Department of Nutritional Sciences, Faculty of Medicine, University of Toronto, Toronto, Canada.
Translational Medicine Program, Hospital for Sick Children, Toronto, Canada.
BMC Med Res Methodol. 2023 Oct 13;23(1):232. doi: 10.1186/s12874-023-02045-w.
Growth studies rely on longitudinal measurements, typically represented as trajectories. However, anthropometry is prone to errors that can generate outliers. While various methods are available for detecting outlier measurements, a gold standard has yet to be identified, and there is no established method for outlying trajectories. Thus, outlier types and their effects on growth pattern detection still need to be investigated. This work aimed to assess the performance of six methods at detecting different types of outliers, propose two novel methods for outlier trajectory detection and evaluate how outliers affect growth pattern detection.
We included 393 healthy infants from The Applied Research Group for Kids (TARGet Kids!) cohort and 1651 children with severe malnutrition from the co-trimoxazole prophylaxis clinical trial. We injected outliers of three types and six intensities and applied four outlier detection methods for measurements (model-based and World Health Organization cut-offs-based) and two for trajectories. We also assessed growth pattern detection before and after outlier injection using time series clustering and latent class mixed models. Error type, intensity, and population affected method performance.

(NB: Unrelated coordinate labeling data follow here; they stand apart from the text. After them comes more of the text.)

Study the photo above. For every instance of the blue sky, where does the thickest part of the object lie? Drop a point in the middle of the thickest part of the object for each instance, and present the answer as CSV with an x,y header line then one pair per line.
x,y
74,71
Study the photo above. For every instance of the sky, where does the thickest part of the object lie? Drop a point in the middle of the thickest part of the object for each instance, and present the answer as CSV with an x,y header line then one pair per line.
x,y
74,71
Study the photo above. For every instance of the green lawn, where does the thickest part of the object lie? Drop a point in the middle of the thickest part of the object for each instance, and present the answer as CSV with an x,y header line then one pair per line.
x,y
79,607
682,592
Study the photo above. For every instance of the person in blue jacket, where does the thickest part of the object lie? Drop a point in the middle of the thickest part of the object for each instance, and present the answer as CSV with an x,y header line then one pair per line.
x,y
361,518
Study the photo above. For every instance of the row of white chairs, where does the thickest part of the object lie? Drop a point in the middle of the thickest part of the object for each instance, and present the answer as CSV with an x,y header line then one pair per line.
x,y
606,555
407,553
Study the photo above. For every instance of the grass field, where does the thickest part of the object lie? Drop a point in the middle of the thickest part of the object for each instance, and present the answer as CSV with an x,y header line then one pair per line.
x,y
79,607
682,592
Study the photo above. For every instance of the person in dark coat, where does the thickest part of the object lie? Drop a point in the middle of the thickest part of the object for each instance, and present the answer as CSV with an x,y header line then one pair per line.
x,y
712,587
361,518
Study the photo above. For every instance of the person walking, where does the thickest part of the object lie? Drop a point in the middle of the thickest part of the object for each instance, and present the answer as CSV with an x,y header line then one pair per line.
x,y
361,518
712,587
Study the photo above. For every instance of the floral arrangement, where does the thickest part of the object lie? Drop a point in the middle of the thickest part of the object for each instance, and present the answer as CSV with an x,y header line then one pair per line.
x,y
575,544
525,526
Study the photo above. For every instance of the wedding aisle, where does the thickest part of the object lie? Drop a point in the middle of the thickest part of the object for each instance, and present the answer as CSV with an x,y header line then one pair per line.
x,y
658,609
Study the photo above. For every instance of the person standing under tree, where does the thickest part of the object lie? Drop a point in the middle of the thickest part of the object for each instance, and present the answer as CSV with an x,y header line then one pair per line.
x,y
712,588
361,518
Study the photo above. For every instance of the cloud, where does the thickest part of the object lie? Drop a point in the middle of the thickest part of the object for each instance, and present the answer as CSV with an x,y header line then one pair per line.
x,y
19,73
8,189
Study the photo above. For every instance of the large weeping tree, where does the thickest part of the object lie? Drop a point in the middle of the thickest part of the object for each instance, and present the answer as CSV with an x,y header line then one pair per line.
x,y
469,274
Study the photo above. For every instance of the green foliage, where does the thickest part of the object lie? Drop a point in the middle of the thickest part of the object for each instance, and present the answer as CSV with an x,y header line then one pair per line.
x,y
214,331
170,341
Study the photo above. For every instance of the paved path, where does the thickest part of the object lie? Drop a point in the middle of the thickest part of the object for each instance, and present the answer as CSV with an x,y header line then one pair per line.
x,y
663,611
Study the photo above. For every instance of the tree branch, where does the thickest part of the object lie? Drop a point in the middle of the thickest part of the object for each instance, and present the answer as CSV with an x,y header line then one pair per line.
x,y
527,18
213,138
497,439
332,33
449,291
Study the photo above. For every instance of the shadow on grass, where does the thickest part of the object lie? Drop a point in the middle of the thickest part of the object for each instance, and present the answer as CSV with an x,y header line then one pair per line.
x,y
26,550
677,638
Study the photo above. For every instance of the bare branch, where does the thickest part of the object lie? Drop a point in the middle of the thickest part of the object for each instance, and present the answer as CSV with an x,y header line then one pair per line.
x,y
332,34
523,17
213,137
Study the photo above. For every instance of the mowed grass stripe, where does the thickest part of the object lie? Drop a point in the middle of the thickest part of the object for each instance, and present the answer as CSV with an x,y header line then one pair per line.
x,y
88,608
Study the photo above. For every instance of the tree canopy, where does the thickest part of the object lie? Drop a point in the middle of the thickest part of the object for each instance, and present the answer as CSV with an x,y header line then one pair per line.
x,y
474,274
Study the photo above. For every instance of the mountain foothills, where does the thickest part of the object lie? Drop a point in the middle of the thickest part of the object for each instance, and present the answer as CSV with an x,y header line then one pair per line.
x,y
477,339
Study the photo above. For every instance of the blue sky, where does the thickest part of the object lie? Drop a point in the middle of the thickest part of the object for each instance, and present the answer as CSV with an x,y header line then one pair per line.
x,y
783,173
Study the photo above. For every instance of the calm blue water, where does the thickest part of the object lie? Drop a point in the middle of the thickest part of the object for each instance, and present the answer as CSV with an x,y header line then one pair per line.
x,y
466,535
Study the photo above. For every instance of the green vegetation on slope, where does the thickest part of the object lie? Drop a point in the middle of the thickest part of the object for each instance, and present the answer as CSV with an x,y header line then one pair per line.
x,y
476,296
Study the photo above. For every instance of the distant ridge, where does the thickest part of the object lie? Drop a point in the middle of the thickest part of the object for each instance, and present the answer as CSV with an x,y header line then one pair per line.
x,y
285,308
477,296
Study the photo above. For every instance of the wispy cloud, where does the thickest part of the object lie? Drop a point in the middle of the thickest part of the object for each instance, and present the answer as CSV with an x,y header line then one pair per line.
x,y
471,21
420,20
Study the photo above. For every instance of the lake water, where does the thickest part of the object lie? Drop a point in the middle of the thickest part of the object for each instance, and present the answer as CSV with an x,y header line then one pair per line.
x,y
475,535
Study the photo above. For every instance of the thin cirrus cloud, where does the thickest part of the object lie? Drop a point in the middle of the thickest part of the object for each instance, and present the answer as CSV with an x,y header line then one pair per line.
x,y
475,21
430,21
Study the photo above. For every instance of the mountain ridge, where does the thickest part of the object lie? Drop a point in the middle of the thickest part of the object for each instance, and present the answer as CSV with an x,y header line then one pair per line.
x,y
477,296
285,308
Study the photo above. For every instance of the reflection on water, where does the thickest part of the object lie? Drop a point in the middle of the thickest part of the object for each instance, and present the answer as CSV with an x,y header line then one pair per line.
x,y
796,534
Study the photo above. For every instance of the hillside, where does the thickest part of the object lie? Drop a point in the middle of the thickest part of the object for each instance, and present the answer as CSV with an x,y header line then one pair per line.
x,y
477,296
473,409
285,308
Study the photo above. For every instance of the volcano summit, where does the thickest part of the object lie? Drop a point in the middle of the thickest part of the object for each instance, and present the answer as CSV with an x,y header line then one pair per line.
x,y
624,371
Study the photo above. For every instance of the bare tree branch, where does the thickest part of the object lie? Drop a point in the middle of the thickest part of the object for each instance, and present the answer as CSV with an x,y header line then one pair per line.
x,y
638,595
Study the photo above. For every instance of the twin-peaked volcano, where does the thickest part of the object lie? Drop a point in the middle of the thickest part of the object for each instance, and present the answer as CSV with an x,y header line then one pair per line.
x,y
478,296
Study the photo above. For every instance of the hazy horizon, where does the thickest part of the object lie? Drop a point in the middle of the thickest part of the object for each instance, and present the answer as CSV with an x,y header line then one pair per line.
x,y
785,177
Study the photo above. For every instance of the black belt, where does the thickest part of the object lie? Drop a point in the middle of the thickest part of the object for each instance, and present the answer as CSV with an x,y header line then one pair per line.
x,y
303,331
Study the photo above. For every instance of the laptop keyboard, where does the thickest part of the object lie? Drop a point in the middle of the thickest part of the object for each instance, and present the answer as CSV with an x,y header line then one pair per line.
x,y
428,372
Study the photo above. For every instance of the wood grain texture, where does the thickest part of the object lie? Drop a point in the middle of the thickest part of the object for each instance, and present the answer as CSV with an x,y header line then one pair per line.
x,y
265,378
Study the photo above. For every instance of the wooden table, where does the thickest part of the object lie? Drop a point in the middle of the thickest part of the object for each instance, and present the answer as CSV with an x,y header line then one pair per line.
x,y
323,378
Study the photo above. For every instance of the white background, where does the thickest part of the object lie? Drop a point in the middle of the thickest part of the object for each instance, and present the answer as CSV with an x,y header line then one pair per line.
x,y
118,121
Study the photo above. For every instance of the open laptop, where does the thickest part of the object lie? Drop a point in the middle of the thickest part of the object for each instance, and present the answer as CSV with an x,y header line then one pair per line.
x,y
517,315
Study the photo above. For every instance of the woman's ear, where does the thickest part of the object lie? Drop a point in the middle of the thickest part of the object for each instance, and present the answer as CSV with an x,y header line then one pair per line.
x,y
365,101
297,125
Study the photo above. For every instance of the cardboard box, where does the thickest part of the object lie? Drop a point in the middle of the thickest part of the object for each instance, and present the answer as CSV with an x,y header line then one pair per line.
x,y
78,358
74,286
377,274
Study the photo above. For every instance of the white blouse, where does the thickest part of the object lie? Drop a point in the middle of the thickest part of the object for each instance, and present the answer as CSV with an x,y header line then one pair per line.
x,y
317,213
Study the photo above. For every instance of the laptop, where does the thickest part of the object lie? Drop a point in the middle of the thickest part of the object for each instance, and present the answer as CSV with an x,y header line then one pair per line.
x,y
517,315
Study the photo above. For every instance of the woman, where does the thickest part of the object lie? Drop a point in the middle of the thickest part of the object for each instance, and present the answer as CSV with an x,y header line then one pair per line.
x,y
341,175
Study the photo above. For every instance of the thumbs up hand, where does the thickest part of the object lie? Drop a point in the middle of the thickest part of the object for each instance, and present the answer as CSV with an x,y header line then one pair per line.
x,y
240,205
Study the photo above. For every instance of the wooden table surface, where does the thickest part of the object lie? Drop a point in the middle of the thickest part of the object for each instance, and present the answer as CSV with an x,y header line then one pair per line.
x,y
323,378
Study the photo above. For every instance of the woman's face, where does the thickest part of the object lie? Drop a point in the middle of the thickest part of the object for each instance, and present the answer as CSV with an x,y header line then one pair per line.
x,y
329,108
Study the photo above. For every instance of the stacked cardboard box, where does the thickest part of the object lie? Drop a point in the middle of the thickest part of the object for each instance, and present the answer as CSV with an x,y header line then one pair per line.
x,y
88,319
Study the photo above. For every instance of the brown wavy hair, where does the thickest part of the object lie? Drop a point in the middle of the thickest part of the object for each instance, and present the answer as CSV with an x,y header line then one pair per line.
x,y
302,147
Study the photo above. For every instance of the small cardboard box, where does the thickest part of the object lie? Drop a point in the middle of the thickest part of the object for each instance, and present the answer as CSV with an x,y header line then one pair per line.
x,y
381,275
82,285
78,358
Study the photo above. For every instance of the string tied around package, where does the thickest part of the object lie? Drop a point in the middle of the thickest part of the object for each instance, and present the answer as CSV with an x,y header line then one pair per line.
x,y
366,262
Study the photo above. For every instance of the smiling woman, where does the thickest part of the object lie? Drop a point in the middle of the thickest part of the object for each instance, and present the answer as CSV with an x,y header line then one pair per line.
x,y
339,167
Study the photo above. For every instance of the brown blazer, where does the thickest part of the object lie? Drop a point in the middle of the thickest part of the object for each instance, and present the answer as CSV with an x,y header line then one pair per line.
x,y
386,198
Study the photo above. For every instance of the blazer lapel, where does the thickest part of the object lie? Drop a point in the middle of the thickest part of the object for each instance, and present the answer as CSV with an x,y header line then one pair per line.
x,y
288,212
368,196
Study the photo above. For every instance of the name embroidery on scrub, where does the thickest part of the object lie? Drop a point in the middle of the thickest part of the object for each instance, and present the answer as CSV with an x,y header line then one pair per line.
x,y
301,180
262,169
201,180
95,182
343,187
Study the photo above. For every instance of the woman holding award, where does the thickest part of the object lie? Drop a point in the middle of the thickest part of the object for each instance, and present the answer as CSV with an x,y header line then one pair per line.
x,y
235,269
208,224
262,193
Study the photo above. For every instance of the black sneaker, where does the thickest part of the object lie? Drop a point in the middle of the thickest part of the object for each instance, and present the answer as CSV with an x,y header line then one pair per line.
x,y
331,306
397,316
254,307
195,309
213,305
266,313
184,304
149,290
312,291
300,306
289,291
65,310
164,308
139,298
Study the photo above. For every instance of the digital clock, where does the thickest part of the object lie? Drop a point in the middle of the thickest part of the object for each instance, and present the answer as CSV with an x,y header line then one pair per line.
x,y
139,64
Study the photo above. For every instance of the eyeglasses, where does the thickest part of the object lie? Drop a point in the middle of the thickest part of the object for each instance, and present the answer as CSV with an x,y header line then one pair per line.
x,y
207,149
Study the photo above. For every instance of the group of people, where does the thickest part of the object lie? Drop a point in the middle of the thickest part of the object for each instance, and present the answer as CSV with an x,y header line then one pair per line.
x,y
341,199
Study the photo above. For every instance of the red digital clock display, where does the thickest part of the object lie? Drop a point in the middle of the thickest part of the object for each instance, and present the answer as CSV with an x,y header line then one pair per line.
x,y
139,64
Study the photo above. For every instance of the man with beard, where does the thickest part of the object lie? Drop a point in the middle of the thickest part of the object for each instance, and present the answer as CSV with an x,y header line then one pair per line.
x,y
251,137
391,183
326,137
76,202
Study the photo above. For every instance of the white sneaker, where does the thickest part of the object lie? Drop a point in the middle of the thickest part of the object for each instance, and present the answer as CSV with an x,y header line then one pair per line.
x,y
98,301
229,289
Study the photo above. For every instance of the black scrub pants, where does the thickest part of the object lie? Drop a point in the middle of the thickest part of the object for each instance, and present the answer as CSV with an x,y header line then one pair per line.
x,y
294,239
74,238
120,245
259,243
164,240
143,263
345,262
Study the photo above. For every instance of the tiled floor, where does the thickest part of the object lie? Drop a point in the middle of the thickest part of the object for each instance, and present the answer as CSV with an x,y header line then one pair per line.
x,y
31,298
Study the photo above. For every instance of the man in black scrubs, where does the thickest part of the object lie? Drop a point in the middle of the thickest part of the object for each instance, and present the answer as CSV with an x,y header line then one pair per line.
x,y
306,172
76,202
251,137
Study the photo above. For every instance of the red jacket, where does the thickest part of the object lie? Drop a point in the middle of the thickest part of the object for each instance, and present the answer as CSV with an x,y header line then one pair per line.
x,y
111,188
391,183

Model-based outlier detection methods performed best for measurements with precision between 5.72-99.89%, especially for low and moderate error intensities. The clustering-based outlier trajectory method had high precision of 14.93-99.12%. Combining methods improved the detection rate to 21.82% in outlier measurements. Finally, when comparing growth groups with and without outliers, the outliers were shown to alter group membership by 57.9 -79.04%.
World Health Organization cut-off-based techniques were shown to perform well in few very particular cases (extreme errors of high intensity), while model-based techniques performed well, especially for moderate errors of low intensity. Clustering-based outlier trajectory detection performed exceptionally well across all types and intensities of errors, indicating a potential strategic change in how outliers in growth data are viewed. Finally, the importance of detecting outliers was shown, given its impact on children growth studies, as demonstrated by comparing results of growth group detection.
生长研究依赖于纵向测量,通常表现为轨迹。然而,人体测量学容易产生误差,从而产生异常值。虽然有多种方法可用于检测异常测量值,但尚未确定金标准,也没有用于异常轨迹的既定方法。因此,异常值的类型及其对生长模式检测的影响仍需研究。本研究旨在评估六种方法检测不同类型异常值的性能,提出两种新的异常轨迹检测方法,并评估异常值如何影响生长模式检测。
我们纳入了来自 TARGet Kids!队列的 393 名健康婴儿和来自复方磺胺甲噁唑预防临床试验的 1651 名严重营养不良儿童。我们注射了三种类型和六种强度的异常值,并应用了四种测量异常值的检测方法(基于模型和世界卫生组织截断值的方法)和两种轨迹异常值的检测方法。我们还在注射异常值前后使用时间序列聚类和潜在类别混合模型评估生长模式检测。错误类型、强度和人群会影响方法的性能。
对于测量值,基于模型的异常值检测方法的性能最佳,精度为 5.72-99.89%,尤其是对于低强度和中强度误差。基于聚类的异常轨迹方法的精度为 14.93-99.12%。结合方法可将异常值的检测率提高到 21.82%。最后,在比较有无异常值的生长组时,异常值使组归属发生了 57.9-79.04%的改变。
基于世界卫生组织截断值的技术在少数非常特殊的情况下表现良好(高强度极端误差),而基于模型的技术表现良好,尤其是在低强度的中度误差情况下。基于聚类的异常轨迹检测在所有类型和强度的误差下表现出色,表明人们对生长数据中异常值的看法可能会发生战略变化。最后,通过比较生长组检测结果,显示了检测异常值的重要性,因为它会影响儿童生长研究。